Simplified interval type-2 fuzzy neural networks.

Yang-Yin Lin, Shih-Hui Liao, Jyh-Yeong Chang

    IEEE Transactions on Neural Networks and Learning Systems
    |May 9, 2014
    PubMed
    Summary
    This summary is machine-generated.

    This study introduces a self-evolving interval type-2 fuzzy neural network (FNN) that efficiently handles uncertainty.

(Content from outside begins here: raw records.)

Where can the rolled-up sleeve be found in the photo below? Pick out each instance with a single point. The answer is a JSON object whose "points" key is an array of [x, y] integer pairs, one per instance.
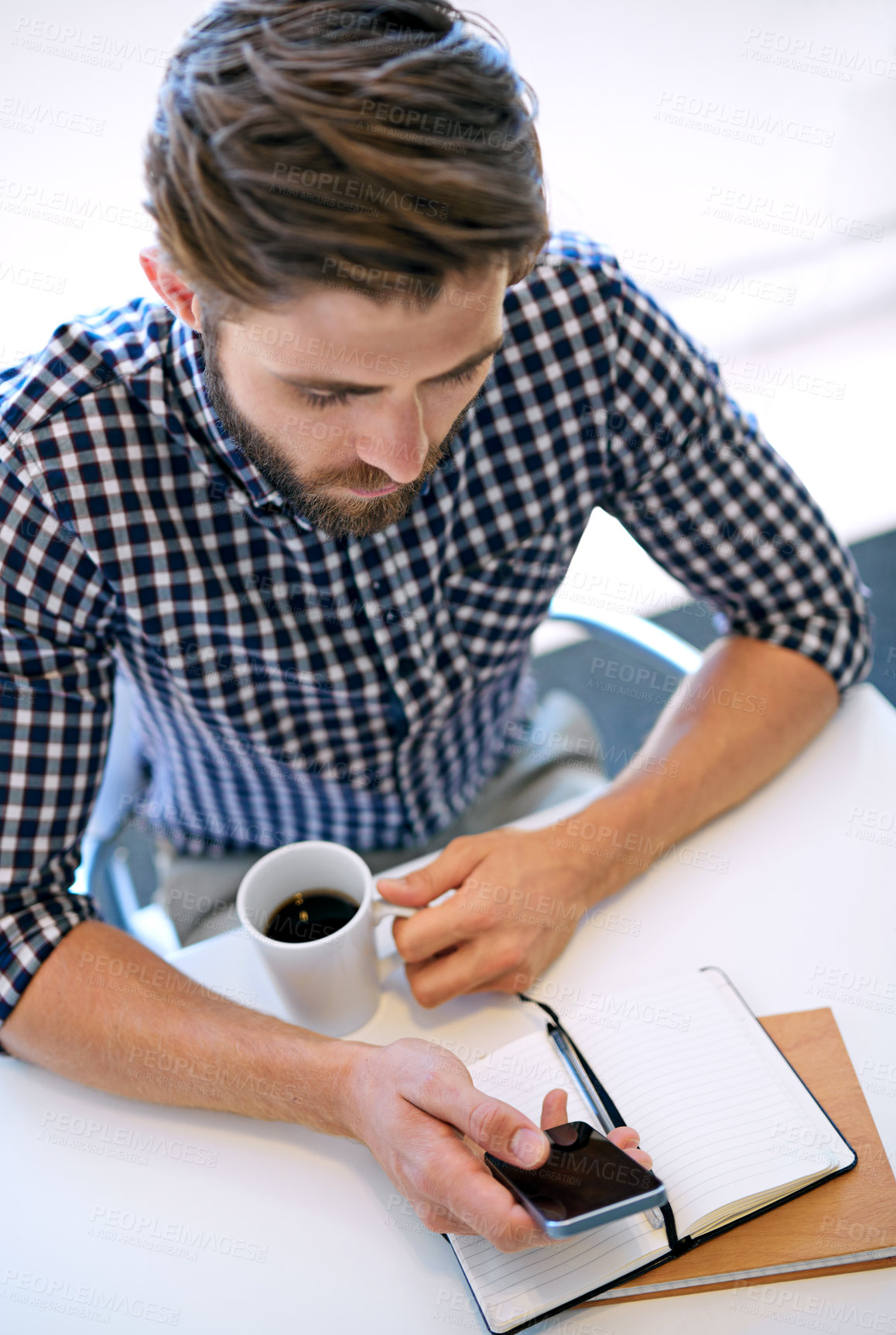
{"points": [[56, 674], [693, 480]]}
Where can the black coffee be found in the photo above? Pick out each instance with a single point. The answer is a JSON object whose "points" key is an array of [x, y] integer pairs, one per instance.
{"points": [[310, 915]]}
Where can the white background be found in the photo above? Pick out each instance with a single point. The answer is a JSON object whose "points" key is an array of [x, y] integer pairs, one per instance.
{"points": [[608, 77]]}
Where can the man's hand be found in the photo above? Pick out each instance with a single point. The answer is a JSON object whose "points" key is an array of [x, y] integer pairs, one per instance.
{"points": [[518, 900], [417, 1110]]}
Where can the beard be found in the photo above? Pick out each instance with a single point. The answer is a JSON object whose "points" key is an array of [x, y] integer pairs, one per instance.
{"points": [[336, 517]]}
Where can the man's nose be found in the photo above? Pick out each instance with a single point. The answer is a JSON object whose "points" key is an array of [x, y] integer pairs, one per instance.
{"points": [[395, 443]]}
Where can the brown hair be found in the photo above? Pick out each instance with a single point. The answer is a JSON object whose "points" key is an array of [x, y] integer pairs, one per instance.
{"points": [[296, 140]]}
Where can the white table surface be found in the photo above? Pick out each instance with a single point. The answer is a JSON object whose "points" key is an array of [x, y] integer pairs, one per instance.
{"points": [[234, 1227]]}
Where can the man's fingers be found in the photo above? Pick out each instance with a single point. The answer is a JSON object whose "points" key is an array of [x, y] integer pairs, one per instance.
{"points": [[553, 1111], [628, 1139], [443, 874], [491, 1123], [426, 935], [474, 967], [462, 1186]]}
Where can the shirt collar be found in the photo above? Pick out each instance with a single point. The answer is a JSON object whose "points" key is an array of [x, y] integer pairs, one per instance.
{"points": [[187, 366]]}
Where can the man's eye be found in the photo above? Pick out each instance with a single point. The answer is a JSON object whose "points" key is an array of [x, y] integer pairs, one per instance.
{"points": [[462, 375], [321, 401]]}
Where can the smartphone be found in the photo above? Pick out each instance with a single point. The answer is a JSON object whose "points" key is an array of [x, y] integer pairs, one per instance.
{"points": [[585, 1182]]}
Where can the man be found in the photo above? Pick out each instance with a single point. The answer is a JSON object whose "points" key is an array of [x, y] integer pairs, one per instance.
{"points": [[374, 388]]}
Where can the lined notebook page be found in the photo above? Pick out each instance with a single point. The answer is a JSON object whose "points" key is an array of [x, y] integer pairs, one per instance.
{"points": [[713, 1101], [511, 1286]]}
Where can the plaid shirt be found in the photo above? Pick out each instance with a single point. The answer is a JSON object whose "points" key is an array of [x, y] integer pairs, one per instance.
{"points": [[362, 690]]}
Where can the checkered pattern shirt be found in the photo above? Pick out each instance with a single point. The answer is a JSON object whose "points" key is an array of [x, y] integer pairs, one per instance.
{"points": [[362, 690]]}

This novel FNN reduces errors and computational complexity compared to existing type-2 FNNs.

    Related Experiment Videos

    Area of Science:

    • Artificial Intelligence
    • Computational Intelligence
    • Machine Learning

    Background:

    • Type-1 fuzzy systems struggle with inherent uncertainties in knowledge bases.
    • Interval type-2 fuzzy sets offer enhanced capability for managing uncertainty.

    Purpose of the Study:

    • To propose a novel self-evolving interval type-2 fuzzy neural network (FNN).
    • To address limitations of type-1 fuzzy systems in handling uncertainty.
    • To improve upon existing type-2 FNNs in terms of accuracy and efficiency.

    Main Methods:

    • Utilizes interval type-2 fuzzy sets in the premise and Takagi-Sugeno-Kang (TSK) type in the consequent.
    • Employs on-line type-2 fuzzy clustering for rule generation from an empty rule-base.
    • Applies a gradient descent algorithm to learn design factors (ql, qr) for adaptive output adjustment.

    Main Results:

    • Achieves fewer test errors compared to other type-2 FNNs.
    • Demonstrates reduced computational complexity.
    • Successfully generates rules and adapts parameters adaptively.

    Conclusions:

    • The proposed self-evolving interval type-2 FNN effectively handles uncertainty.
    • The method offers a more efficient and accurate alternative to existing approaches.
    • This FNN is suitable for various applications requiring robust uncertainty management.